I sunk down on the side of the tub. What the h@ll was going on, this had to be some sick joke. I DID NOT want to be pregnant, I DID NOT want another baby. I was angry because I had attached myself to our latest little bundle of joy who, by this time was a toddler. I thought that this was going to take away from her security and happiness and I was not prepared to have any other child take away her attention. Also, I had recently started graduate school and this was certainly not needed. I did not want to be pregnant again.
When I called my husband I was crying and he was fearful. Now, at this point we were not even sure this was a viable pregnancy. The most we knew was that this could be an ectopic pregnancy, which would mean that I would need surgery to correct this pregnancy situation. With this knowledge, my uncontrollable tears and I could tell that my husband was slightly concerned.
It was November 11th, Veteran's day. Being that my husband was a veteran, I chalked this up to one cruel veteran's day gift. My husband left work early to be with me as I was scheduled for an emergency ultra sound.
My husband that day was amazing, the opposite of how I thought he was going to be. When the technician began speaking to me as if this was some routine ultra sound, a totally normal happy pregnancy, I turned away and felt a tear rolled down my cheek. My husband held my hand, and brushed the hair away from face. He could see how all of the unexpected news, the viable pregnancy news, had hit me. What kind of mother was I going to be to this child when I didn't want another baby? So here is where my husband was, a man who I thought was going to flip out, the man who I thought was going to hate this pregnancy as much as I did, being strong. What was going on inside his mind? I later learned that a resounding, "bring it on." rung in his head.
This little girl came to us on our ninth wedding anniversary.

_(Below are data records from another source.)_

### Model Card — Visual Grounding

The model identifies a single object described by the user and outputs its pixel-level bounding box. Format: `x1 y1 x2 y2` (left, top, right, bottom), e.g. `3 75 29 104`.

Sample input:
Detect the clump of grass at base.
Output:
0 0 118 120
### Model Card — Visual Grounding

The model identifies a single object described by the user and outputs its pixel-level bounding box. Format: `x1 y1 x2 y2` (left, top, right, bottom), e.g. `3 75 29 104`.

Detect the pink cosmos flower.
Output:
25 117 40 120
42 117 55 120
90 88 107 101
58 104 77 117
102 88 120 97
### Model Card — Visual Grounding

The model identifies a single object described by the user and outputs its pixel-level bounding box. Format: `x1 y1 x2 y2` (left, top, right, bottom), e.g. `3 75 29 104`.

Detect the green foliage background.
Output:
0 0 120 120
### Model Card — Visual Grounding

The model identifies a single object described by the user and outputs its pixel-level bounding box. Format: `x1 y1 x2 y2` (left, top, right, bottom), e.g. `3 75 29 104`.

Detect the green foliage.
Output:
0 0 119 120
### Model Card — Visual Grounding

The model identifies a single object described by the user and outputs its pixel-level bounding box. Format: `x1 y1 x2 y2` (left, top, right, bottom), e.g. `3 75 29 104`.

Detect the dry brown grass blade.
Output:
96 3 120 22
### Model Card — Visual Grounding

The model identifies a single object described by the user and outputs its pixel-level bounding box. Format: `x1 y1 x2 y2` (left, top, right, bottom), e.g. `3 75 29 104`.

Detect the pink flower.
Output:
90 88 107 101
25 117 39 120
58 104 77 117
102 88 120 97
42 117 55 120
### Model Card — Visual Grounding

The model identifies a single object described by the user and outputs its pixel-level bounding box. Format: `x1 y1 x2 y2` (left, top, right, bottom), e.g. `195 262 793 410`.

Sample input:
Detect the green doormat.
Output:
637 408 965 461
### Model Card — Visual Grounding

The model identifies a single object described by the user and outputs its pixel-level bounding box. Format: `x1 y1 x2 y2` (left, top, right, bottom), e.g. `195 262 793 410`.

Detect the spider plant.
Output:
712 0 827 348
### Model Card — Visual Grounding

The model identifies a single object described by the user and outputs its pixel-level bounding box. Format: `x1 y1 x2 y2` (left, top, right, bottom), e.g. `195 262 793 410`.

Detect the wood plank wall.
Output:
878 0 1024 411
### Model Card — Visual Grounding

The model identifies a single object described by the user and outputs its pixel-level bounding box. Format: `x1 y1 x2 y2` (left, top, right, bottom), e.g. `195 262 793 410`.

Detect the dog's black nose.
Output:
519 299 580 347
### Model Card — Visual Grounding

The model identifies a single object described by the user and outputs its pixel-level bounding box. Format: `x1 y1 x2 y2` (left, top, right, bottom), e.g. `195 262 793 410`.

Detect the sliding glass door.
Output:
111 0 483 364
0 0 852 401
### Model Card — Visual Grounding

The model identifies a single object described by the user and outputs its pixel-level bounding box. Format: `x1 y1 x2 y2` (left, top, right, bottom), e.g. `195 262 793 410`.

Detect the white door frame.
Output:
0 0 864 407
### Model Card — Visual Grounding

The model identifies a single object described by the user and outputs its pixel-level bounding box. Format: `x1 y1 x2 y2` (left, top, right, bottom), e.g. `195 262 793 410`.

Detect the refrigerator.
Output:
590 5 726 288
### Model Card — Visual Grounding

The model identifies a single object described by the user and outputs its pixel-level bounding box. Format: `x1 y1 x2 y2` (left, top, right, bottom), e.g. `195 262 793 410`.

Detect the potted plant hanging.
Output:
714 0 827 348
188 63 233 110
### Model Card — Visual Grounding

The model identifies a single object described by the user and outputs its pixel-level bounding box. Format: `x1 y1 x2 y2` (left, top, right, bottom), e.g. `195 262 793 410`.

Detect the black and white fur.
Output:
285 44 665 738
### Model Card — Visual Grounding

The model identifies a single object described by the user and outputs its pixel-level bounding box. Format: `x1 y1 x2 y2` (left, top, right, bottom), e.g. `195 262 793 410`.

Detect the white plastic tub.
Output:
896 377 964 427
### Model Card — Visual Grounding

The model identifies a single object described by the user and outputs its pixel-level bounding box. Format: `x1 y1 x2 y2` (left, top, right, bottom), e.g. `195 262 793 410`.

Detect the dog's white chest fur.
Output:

She was a 5# 12 oz bundle of joy who I thought was just absolutely gorgeous. Up to that point when I saw her face, I doubted if I could love her. Yet my heart had been transformed from the first moment I looked at her. I remember telling my father as he held her, "isn't she beautiful?" And I meant it, she was our beautiful baby, a little girl who may have been unplanned, but made from love.
What have I learned. God has plans for us that we cannot even fathom. God knew I wanted this little girl, this unexpected bundle of joy, before I knew I wanted her. Everything we had done at this point included the idea for a family of five. We have a three bedroom home, a room with two girls who already took up quite a bit of space. Yet somehow we have made things work.
We have no plans of suing the company of my useless permanent birth control. How can you want to fight anyone when you know that she was the plan from the start? How can you not love a little girl whose blue eyes melt right into your heart, and whose smile and giggles fill the room with joy? I have health issues due to a fourth pregnancy, and I weigh the option for surgery to correct these persistent issues on a weekly basis, but Marie Grace is just perfect.